Tropical Style

How to Slim Winterberry Holly

Unlike many hollies, winterberry (Ilex verticillata) is a deciduous shrub that produces plenty of red berries through winter, although its foliage is gone. Grown in U.S. Department of Agriculture plant hardiness 3 through 9, winterberry reacts well to a good trimming annually in late winter or early spring. At pruning time, you should remove approximately one-third of its branches, which grow from the ground rather than from a back, to maintain its shape and size under control and to encourage fresh, new growth that will subsequently create the berries.

Stand back about 10 to 15 feet and then inspect the holly. Search for branches that stick out and are not uniform with the other branches. Cut the side sections off to the ground with a sharp pair of pruning shears.

Search for stems that crisscross or rub up against each other; those branches can lead to injury to one another punctually. Cut off among those branches to the ground with your shears.

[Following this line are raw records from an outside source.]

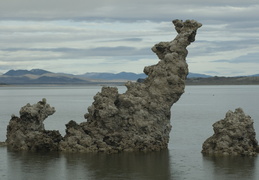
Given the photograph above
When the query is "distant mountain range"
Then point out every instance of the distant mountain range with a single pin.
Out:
(40, 76)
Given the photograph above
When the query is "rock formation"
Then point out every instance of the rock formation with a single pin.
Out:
(27, 132)
(233, 135)
(137, 120)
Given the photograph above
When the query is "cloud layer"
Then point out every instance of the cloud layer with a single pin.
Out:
(112, 36)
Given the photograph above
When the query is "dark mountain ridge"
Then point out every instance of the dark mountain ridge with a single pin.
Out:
(40, 76)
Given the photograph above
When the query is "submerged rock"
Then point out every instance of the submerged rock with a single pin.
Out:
(27, 132)
(233, 135)
(139, 119)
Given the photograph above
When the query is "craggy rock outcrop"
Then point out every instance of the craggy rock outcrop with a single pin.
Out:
(139, 119)
(27, 132)
(233, 135)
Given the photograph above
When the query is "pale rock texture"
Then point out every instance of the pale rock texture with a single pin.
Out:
(139, 119)
(27, 132)
(234, 135)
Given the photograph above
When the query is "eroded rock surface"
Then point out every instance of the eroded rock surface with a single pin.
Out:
(27, 132)
(233, 135)
(139, 119)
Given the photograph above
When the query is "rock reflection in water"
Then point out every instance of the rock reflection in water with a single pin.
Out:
(143, 166)
(230, 167)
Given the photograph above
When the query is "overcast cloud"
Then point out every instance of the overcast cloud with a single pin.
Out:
(113, 35)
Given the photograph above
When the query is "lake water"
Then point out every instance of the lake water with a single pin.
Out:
(192, 119)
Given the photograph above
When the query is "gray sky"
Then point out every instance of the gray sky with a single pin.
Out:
(82, 36)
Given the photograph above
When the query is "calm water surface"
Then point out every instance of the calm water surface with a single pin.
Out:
(192, 119)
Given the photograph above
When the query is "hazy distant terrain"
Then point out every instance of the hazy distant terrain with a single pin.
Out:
(39, 76)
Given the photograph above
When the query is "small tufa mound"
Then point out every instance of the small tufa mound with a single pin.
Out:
(234, 135)
(27, 132)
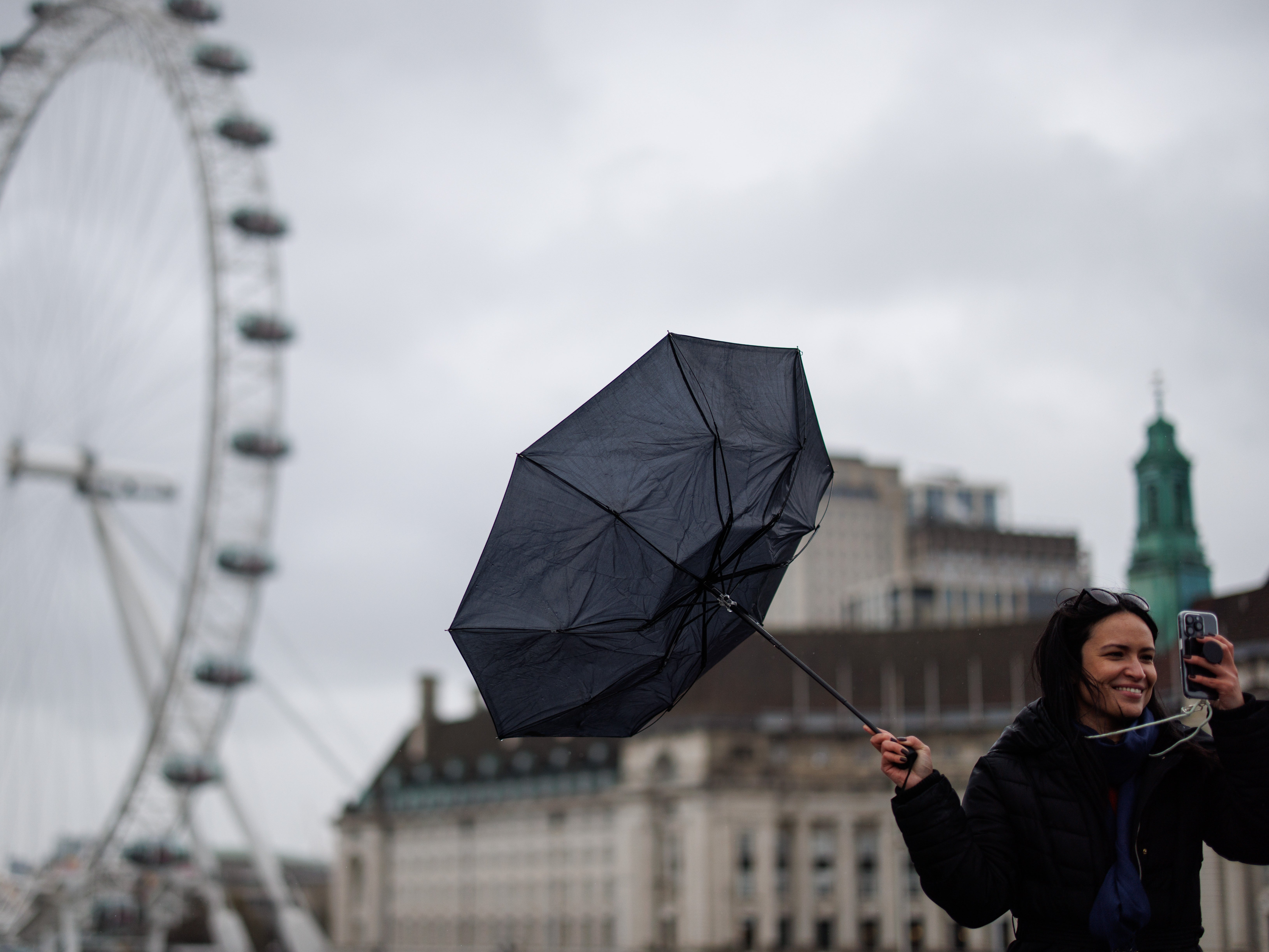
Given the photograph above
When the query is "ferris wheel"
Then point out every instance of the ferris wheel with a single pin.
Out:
(141, 391)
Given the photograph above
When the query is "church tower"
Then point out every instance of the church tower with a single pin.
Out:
(1168, 567)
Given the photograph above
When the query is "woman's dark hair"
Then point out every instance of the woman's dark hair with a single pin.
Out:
(1058, 662)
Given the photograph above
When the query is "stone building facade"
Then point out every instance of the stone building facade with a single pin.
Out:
(929, 554)
(752, 817)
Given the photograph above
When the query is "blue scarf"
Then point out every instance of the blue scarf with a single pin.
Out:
(1122, 908)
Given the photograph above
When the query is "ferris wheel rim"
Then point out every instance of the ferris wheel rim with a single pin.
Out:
(210, 562)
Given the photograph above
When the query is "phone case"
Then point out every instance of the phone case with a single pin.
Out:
(1192, 626)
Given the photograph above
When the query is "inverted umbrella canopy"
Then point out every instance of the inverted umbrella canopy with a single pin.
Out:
(630, 531)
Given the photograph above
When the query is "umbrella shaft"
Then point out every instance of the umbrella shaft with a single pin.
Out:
(757, 626)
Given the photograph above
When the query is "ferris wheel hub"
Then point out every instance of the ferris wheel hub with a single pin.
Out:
(82, 469)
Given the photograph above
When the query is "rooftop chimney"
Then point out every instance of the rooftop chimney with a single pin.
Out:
(417, 746)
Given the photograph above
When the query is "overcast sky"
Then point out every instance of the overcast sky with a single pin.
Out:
(985, 225)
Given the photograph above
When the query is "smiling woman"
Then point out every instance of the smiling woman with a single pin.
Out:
(1093, 841)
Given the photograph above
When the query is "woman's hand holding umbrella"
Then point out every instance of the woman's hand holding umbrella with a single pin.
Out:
(894, 760)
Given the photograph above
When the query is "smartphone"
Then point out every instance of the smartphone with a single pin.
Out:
(1192, 626)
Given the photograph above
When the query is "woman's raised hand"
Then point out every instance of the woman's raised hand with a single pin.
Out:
(893, 757)
(1224, 678)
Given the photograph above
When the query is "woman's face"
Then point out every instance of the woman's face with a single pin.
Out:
(1120, 658)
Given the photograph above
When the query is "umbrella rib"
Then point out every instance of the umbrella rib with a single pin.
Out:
(714, 428)
(612, 513)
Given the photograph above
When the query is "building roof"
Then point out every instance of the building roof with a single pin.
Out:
(1244, 616)
(964, 678)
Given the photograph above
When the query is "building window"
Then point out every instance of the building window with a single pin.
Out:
(785, 932)
(917, 936)
(824, 935)
(356, 879)
(824, 859)
(866, 861)
(869, 935)
(669, 932)
(668, 865)
(746, 865)
(965, 499)
(783, 859)
(934, 505)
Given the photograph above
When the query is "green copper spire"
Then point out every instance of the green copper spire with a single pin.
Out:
(1168, 567)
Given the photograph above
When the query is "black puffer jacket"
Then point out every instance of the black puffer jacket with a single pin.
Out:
(1032, 838)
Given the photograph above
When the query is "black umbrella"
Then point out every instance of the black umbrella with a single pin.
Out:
(643, 539)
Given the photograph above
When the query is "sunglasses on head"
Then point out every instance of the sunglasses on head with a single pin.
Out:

Examine your winterberry to look for branches that are dead, weak and spindly. Cut them to the ground. Then look for crowded places, which are unsightly and limit sunlight exposure to the center of the shrub. Thin these crowded areas by cutting a few of the branches to the ground.

Remove branches that are heavier than one inch in diameter; those are your oldest stems and will not create as much new growth as your latest stems.

Stand back 10 to 15 feet again, then prune branches across the bush so the winterberry holly still maintains a uniform appearance. Remember that in all, you shouldn’t remove more than one-third of all the branches at pruning time.